C’est plutôt la portée de la dimension conjoncturelle des conseils de politique économique du FMI qui interpelle cette fois-ci. Plus précisément, « la poursuite de la stratégie de resserrement de la politique monétaire de la Banque centrale de Tunisie, y compris en limitant le refinancement des banques, contribuera à ancrer les anticipations d’inflation et à soutenir le dinar sur le marché des changes. La flexibilité du taux de change continuera de contribuer à rendre l’économie tunisienne plus compétitive », a indiqué le FMI.
Des actions coûteuses
Si la persévérance sur la voie des réformes structurelles majeures aux fins notamment du rééquilibrage budgétaire est recevable, l’orientation vers plus de durcissement monétaire et de flexibilisation de change devra être traitée avec beaucoup de retenue, d’attention et de sérieux.
Premièrement, un accroissement additionnel du taux directeur de la Banque centrale déjà relevé à deux reprises consécutives aurait, éventuellement, des effets contreproductifs sur la dynamique de demande et par là, sur la reprise de la croissance économique.

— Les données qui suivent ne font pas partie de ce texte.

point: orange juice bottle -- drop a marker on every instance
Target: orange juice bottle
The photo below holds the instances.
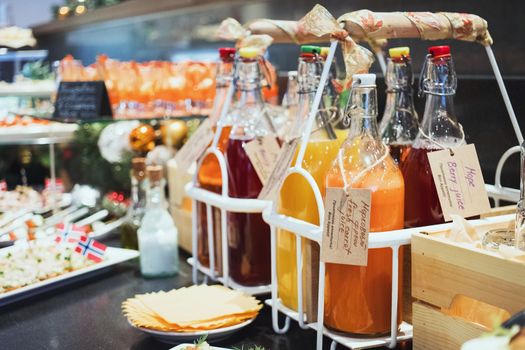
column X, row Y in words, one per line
column 297, row 197
column 358, row 298
column 209, row 176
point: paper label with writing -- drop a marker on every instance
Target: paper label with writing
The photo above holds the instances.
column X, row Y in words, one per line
column 195, row 146
column 272, row 186
column 346, row 226
column 263, row 153
column 459, row 182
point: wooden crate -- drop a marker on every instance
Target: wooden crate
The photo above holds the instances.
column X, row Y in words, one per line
column 446, row 275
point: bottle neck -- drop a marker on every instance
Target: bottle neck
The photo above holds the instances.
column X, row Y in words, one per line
column 309, row 74
column 439, row 127
column 156, row 198
column 363, row 111
column 522, row 173
column 223, row 80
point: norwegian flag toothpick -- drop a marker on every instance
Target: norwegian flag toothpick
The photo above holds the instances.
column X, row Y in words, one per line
column 70, row 233
column 91, row 249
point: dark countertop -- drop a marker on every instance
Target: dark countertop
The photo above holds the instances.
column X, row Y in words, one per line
column 87, row 315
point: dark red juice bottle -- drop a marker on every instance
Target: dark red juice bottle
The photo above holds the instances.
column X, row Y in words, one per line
column 439, row 129
column 209, row 176
column 248, row 234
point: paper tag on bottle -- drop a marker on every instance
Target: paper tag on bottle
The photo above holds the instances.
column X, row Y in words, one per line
column 263, row 152
column 195, row 146
column 346, row 226
column 459, row 182
column 275, row 180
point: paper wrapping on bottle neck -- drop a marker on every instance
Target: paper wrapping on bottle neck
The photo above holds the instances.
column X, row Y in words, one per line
column 321, row 23
column 377, row 27
column 230, row 29
column 374, row 26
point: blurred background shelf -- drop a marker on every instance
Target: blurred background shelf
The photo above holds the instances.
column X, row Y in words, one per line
column 125, row 10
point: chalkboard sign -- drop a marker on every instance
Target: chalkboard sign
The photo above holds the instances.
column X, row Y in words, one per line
column 82, row 101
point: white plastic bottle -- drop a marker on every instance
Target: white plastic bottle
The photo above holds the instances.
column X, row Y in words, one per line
column 157, row 235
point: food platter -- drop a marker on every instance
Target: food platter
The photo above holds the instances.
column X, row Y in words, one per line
column 112, row 257
column 185, row 346
column 179, row 337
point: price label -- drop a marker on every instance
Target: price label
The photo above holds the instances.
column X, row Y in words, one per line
column 346, row 226
column 263, row 153
column 83, row 100
column 459, row 182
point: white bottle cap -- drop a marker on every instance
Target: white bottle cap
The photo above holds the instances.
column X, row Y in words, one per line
column 364, row 79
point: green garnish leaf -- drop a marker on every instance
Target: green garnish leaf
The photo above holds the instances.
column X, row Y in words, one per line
column 201, row 340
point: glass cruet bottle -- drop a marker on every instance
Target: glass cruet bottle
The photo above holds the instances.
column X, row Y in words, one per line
column 520, row 212
column 439, row 130
column 248, row 234
column 400, row 125
column 209, row 176
column 128, row 230
column 157, row 235
column 357, row 298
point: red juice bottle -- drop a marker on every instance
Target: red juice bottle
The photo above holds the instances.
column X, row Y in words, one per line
column 439, row 129
column 209, row 176
column 248, row 234
column 400, row 125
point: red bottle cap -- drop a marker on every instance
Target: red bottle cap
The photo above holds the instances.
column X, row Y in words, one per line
column 227, row 53
column 439, row 51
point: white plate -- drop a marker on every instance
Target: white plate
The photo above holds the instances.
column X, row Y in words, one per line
column 113, row 256
column 183, row 347
column 179, row 337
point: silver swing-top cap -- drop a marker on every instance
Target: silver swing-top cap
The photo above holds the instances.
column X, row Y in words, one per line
column 364, row 79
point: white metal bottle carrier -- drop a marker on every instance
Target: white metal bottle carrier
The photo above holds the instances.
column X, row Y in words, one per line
column 391, row 239
column 225, row 204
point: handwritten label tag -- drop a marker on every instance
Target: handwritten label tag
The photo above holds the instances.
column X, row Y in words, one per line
column 272, row 186
column 263, row 152
column 195, row 146
column 346, row 226
column 459, row 182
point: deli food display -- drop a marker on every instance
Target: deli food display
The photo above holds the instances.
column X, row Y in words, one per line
column 355, row 213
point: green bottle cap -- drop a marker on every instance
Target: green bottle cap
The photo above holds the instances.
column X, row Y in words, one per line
column 310, row 49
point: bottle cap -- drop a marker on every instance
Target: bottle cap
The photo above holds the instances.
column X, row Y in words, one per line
column 399, row 52
column 138, row 168
column 439, row 51
column 249, row 52
column 310, row 49
column 364, row 79
column 227, row 53
column 155, row 173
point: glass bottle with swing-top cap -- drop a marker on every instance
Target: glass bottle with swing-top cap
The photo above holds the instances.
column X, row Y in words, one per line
column 439, row 130
column 209, row 176
column 297, row 197
column 358, row 298
column 248, row 234
column 400, row 125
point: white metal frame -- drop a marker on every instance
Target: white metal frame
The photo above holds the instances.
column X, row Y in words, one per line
column 225, row 204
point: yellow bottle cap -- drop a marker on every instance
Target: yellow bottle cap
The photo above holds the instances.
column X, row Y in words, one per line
column 398, row 52
column 249, row 52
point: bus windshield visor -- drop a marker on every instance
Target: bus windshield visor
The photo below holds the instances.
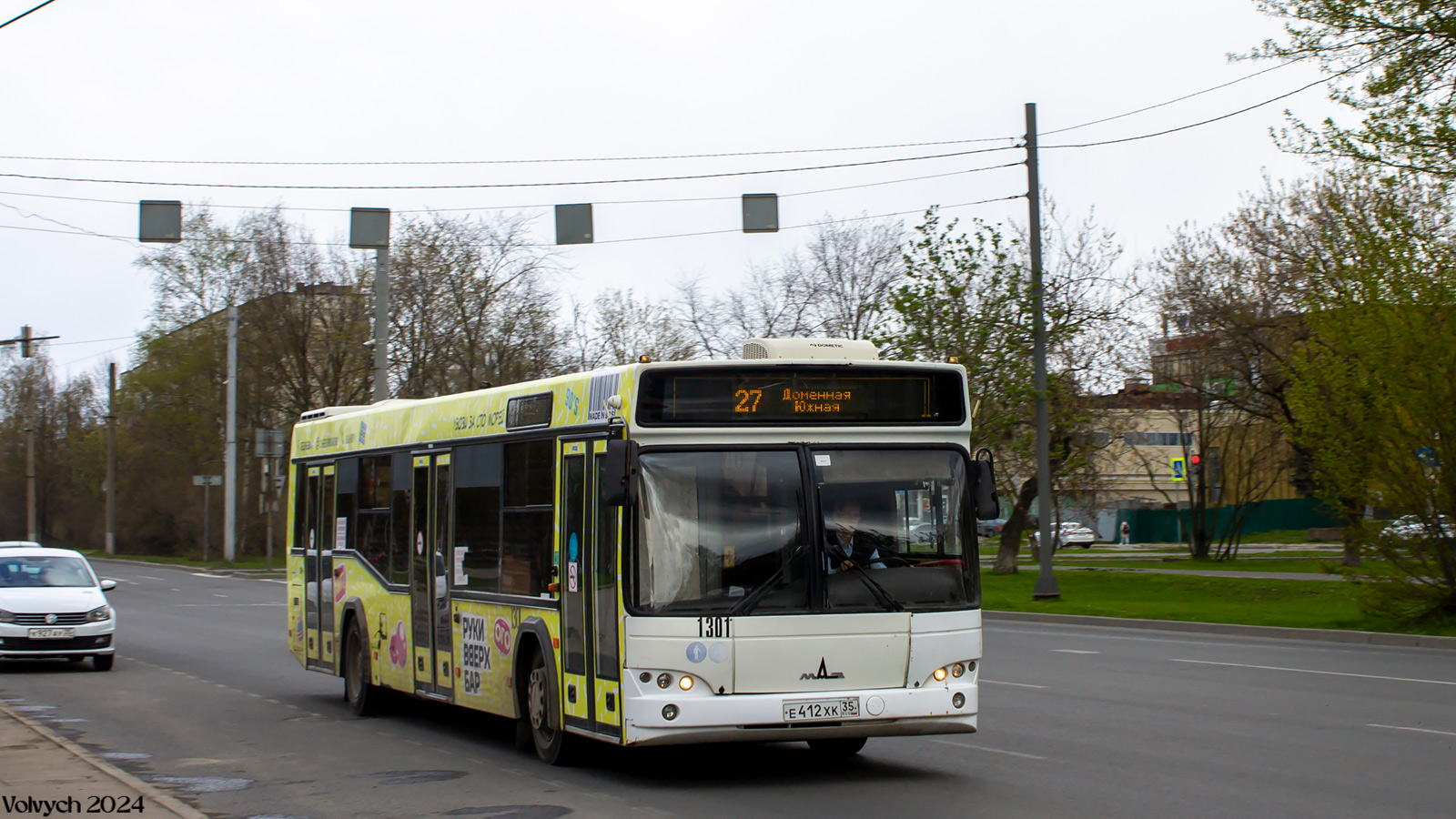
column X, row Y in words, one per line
column 895, row 530
column 721, row 531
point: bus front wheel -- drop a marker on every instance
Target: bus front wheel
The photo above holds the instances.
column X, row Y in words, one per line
column 543, row 713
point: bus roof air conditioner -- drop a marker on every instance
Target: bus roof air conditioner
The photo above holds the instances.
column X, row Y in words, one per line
column 810, row 349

Toute augmentation du coût de ressources des banques suite à l’accroissement du taux du marché monétaire, déboucherait sur un renchérissement des taux débiteurs des crédits à la consommation et à l’investissement et du coup, briderait le comportement des dépenses globales et de l’activité économique dans son ensemble. Un tel profil de politique monétaire ne servirait guère la maîtrise de l’inflation dont les sources relèvent beaucoup plus des facteurs de coût (en particulier les salaires corrigés de la productivité) et de la structure du marché (circuits de distribution).
Deuxièmement, une flexibilité accrue du taux de change du dinar ne pourrait, en l’état actuel des choses, que produire des effets indésirables sur l’économie selon beaucoup d’experts. Ce sont là, en effet, les conditions requises pour qu’une dévaluation du dinar puisse être favorable à la compétitivité et résorber un déficit extérieur alarmant. Moins d’intervention de la Banque centrale sur le marché de change ne peut tenir la route dans le contexte ambiant : dégradation des termes de l’échange et effet volume limité à l’encontre des attentes ; moment inopportun à une dépréciation plus prononcée (climat encore marqué par une confiance insuffisante) ; mesures d’accompagnement inadéquates (une politique plus restrictive qu’exige toute décision de dévaluation n’est pas recommandée dans un contexte de mollesse de demande); marché de changes insuffisamment profond et liquide (règlementation de change); système de gestion du risque de change insuffisamment développé (sophistication des instruments de couverture des risques) ; non possibilité d’adopter un système d’ancrage nominal axé sur le ciblage d’inflation. Ainsi, les conditions appropriées ne sont pas encore réunies pour laisser flotter davantage le dinar.
Le FMI prône la correction des déséquilibres macroéconomiques avec « une logique intelligente ». Tout de même, l’intelligence suppose qu’il faut bien mesurer les effets réels de certaines actions de politique économique en termes de croissance et de bien-être social, en dépit de l’importance et de la nécessité de mobiliser les financements appropriés à l’économie.